Where did it all go right?  The bare statistics are breathtaking.  Even looking in percentage terms, employment rates are at all time highs, unemployment rates are at 10 year lows and the economic inactivity rate is also at a joint all time low (tying with 1990).  Job vacancies are hovering just below their all time highs.  Most of the economically inactive are students, stay-at-home mums or the retired.  So why are so many voters so angry?

Wage rises have been subdued for years. This is routinely blamed on immigration levels. We are told that there is hostility to immigration because it sets rich against poor, improving the purchasing power of the rich while taking jobs and wages from the poor, creating an underclass who are thrown on society’s scrapheap.  It’s a potent theme.

As a result, Leave are pressing hard on the theme of controlling immigration.  Remain is struggling to respond effectively.  The polls on the subject suggest that Leave definitely has the upper hand on this specific question.

However, the evidence that immigration has reduced wages in aggregate is actually fairly weak: as a matter of common sense if employment rates are at an all-time high, job vacancies are near their all time highs and unemployment rates are at ten year lows, this cannot be anything like the only or even main explanation for low pay rises.

Reasonably enough, the public are less interested in the why and more interested in the fact that pay is struggling to keep pace with inflation.  But contrary to popular myth, people are actually feeling better off than they did a few years ago.  The tables at the top of the page show the most up to date ONS data on how people assess their financial comfort.  More people say that they are living comfortably or doing alright than did so four years previously and fewer people say that they are finding it quite or very difficult.  Far from most people being crushed, on average things are slowly getting a bit better.

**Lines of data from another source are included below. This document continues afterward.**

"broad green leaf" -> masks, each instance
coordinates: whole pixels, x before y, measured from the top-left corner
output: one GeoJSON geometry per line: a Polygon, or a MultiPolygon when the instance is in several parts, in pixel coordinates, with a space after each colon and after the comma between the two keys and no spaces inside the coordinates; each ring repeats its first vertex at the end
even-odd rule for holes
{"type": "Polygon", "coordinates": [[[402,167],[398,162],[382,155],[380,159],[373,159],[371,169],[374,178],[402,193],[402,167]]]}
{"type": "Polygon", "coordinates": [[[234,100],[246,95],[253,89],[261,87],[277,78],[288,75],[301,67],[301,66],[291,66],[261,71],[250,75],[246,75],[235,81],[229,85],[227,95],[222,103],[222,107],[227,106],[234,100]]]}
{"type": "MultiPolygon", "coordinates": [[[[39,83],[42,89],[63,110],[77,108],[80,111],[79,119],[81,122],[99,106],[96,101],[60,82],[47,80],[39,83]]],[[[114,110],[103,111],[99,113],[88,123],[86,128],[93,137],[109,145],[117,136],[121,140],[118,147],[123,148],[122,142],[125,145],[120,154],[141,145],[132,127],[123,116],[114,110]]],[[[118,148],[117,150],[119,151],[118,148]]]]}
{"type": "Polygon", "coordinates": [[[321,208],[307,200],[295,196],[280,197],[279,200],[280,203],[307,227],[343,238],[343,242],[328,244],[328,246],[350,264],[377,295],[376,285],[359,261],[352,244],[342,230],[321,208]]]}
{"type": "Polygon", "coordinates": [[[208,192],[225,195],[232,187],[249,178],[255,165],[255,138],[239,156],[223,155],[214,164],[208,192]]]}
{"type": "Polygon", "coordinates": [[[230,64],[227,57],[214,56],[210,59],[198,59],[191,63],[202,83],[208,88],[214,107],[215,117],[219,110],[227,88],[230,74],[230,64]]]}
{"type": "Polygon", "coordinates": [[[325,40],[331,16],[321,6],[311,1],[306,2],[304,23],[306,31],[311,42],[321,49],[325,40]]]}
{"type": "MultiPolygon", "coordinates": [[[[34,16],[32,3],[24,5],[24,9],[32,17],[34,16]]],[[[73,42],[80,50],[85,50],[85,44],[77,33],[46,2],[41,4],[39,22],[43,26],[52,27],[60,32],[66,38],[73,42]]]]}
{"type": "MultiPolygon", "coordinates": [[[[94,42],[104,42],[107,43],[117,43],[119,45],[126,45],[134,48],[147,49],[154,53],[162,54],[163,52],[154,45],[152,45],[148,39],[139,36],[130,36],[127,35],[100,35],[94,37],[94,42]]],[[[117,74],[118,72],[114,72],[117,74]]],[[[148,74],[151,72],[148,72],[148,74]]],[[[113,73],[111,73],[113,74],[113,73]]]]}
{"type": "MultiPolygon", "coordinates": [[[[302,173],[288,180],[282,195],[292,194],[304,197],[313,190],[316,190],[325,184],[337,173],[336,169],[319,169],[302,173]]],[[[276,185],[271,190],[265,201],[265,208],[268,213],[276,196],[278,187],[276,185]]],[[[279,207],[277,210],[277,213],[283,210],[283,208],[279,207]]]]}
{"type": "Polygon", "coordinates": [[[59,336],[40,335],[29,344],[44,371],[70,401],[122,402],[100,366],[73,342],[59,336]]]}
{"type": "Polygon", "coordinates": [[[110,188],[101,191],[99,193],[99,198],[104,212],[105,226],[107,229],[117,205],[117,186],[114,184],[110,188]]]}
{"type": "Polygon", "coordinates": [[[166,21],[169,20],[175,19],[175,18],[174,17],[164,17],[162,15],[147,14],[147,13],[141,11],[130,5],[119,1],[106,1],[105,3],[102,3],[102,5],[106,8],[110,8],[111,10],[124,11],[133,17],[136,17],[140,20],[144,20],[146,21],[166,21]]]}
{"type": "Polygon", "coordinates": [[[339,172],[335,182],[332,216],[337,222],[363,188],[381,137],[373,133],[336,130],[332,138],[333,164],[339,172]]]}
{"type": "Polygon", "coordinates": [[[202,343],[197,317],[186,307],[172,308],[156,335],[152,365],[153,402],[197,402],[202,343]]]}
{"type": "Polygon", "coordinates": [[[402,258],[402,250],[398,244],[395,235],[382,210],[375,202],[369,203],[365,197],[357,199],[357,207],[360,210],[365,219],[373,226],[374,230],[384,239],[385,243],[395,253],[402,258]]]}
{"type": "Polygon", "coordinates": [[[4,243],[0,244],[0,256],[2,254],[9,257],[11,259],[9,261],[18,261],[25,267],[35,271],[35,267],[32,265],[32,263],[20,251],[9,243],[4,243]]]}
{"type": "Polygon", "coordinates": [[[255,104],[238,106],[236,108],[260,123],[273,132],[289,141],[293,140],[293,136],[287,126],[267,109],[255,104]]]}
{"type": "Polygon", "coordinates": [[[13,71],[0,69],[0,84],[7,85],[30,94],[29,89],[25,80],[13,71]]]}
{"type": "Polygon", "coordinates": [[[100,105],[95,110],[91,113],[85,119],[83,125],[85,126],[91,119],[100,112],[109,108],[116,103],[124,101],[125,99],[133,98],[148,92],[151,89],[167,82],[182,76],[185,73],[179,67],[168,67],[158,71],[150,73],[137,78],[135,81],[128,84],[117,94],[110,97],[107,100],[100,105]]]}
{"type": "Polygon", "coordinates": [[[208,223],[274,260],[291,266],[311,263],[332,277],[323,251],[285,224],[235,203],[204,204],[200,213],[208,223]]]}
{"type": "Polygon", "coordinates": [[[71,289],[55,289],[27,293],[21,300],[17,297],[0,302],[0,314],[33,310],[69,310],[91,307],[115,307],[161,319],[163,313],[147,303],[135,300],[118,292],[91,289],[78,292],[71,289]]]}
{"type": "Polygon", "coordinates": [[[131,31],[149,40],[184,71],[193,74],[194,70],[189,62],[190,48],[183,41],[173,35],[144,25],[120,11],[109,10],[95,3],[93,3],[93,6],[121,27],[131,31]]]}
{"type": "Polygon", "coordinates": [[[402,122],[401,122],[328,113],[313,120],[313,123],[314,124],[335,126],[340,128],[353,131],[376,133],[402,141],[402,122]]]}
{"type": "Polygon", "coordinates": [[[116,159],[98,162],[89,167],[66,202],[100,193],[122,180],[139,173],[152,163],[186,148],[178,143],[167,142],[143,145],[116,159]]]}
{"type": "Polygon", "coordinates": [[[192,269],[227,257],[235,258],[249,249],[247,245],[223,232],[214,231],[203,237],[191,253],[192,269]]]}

Meanwhile, low pay is being targeted.  The government is introducing a much higher minimum wage.  The effects this will have are uncertain. When the minimum wage was originally introduced, Professor Patrick Minford predicted unemployment would rise by up to three million.  In fact, it was introduced without incident.  There is wider concern this time that the new rate is set at a level that would have an impact on jobs, but the precise impact is unclear.  At a time of such high employment and labour force participation, however, it seems as good a time as any to find out: if the impact is not too severe, those in work on or close to minimum wage will see a sharp increase in their earnings.

So if more people than ever before are in work, people are feeling better off and the government is looking at addressing low pay, what is all this discontent really about?

The key to this problem is elsewhere.  The government has been cutting spending, which affects the poor disproportionately.  It also adds pressure on the services that the poor use, making them less sympathetic to other users of those services.  This effect has been intensified because the government has protected spending on the elderly, meaning that other spending has been cut disproportionately hard. 

If the government stops looking like it is helping you, you might well decide either that it should start helping you again – the leftwing working class analysis – or that the government is part of the problem – the rightwing working class analysis.  Controlling the immigration that puts pressure on hard-pressed public services is a natural response.

If this is right, the seething discontent will continue for as long as austerity continues.  And this is hardly surprising.  Not all of that government spending was wasted.  Some of it was usefully helping some people.  If those people are seeing things deteriorate as a result of that spending being cut, they might well be disillusioned and angry.  Perhaps that is why they are.